In onderhavige zaak wordt heden vonnis gewezen. De rechtbank is van oordeel dat de redelijke termijn met bijna vier jaar is overschreden. Uit vaste jurisprudentie van de Hoge Raad (ECLI:NL:HR:2008:BD2578) volgt dat bij een dergelijke overschrijding het ontnemingsbedrag dient te worden verminderd, waarbij bij een overschrijding van zes tot twaalf maanden een vermindering van in beginsel tien procent van het ontnemingsbedrag wordt voorgeschreven. Voor langere overschrijdingen heeft de Hoge Raad geen richtsnoer gegeven, maar heeft wel vastgesteld dat de maximale vermindering € 5.000,-- mag bedragen. Om die reden zal de rechtbank het te ontnemen bedrag met € 5.000,-- verminderen.
5.2
Draagkracht
De rechtbank stelt voorop dat het wettelijk systeem, waarin ligt besloten dat in beginsel de draagkracht aan de orde dient te worden gesteld in de executiefase, mee brengt dat de rechter die moet beslissen op de ontnemingsvordering zich terughoudend moet opstellen bij de toetsing van die draagkracht op het moment van vaststellen van het aan de Staat te betalen bedrag. In het ontnemingsgeding kan de draagkracht alleen dan met vrucht aan de orde worden gesteld indien aanstonds duidelijk is dat de betrokkene op dat moment en in de toekomst geen draagkracht heeft of zal hebben (Hoge Raad 27 maart 2007, LJN AZ7747, NJ 2007/195).
De rechtbank is met inachtneming van dit toetsingskader van oordeel dat niet aanstonds duidelijk is dat veroordeelde nu en in de toekomst een zodanig geringe draagkracht heeft of zal hebben, dat hiermee reeds bij de vaststelling van de betalingsverplichting rekening dient te worden gehouden, mede gelet op de geldende verjaringstermijn voor de tenuitvoerlegging van deze betalingsverplichting ingevolge artikel 76 juncto artikel 70 van het Wetboek van Strafrecht en de leeftijd van veroordeelde, terwijl het Openbaar Ministerie gedurende die termijn onbeperkt uitstel van betaling kan verlenen en betaling in termijnen kan toestaan.
De rechtbank bepaalt het te ontnemen bedrag op € 109.656,-
-€ 5.000,-- = € 104.656,--.
De rechtbank zal de betalingsverplichting vaststellen overeenkomstig het vastgestelde bedrag aan wederrechtelijk verkregen voordeel.
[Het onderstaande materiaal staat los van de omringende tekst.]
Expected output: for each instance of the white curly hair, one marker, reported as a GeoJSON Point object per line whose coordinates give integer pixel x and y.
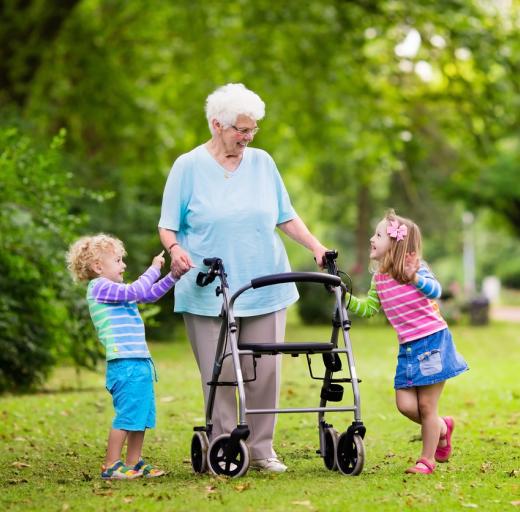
{"type": "Point", "coordinates": [228, 102]}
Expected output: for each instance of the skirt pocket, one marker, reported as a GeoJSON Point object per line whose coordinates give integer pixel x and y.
{"type": "Point", "coordinates": [430, 362]}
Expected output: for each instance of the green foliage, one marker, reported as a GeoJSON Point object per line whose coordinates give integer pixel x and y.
{"type": "Point", "coordinates": [53, 442]}
{"type": "Point", "coordinates": [41, 317]}
{"type": "Point", "coordinates": [509, 273]}
{"type": "Point", "coordinates": [354, 125]}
6.Toepasselijke wettelijke voorschriften

De op te leggen maatregel is gegrond op artikel 36e van het Wetboek van Strafrecht.
De rechtbank komt op grond van het voorgaande tot de volgende beslissing.

7.Beslissing

Stelt vast als wederrechtelijk verkregen voordeel een bedrag van
€ 104.656,--(honderdvierduizend zeshonderdvijfenzestig euro).
Legt op aan
[veroordeelde]de verplichting tot betaling van € 104.656,--
(honderdvierduizend zeshonderdvijfenzestig euro) aan de Staat.
Dit vonnis is gewezen door
mr. J.P.W. Helmonds, voorzitter,
mrs. M. Vaandrager en J.M. Jongkind, rechters,
in tegenwoordigheid van mr. S.P.F. Sneeboer, griffier,
en uitgesproken op de openbare terechtzitting van deze rechtbank van 12 maart 2019.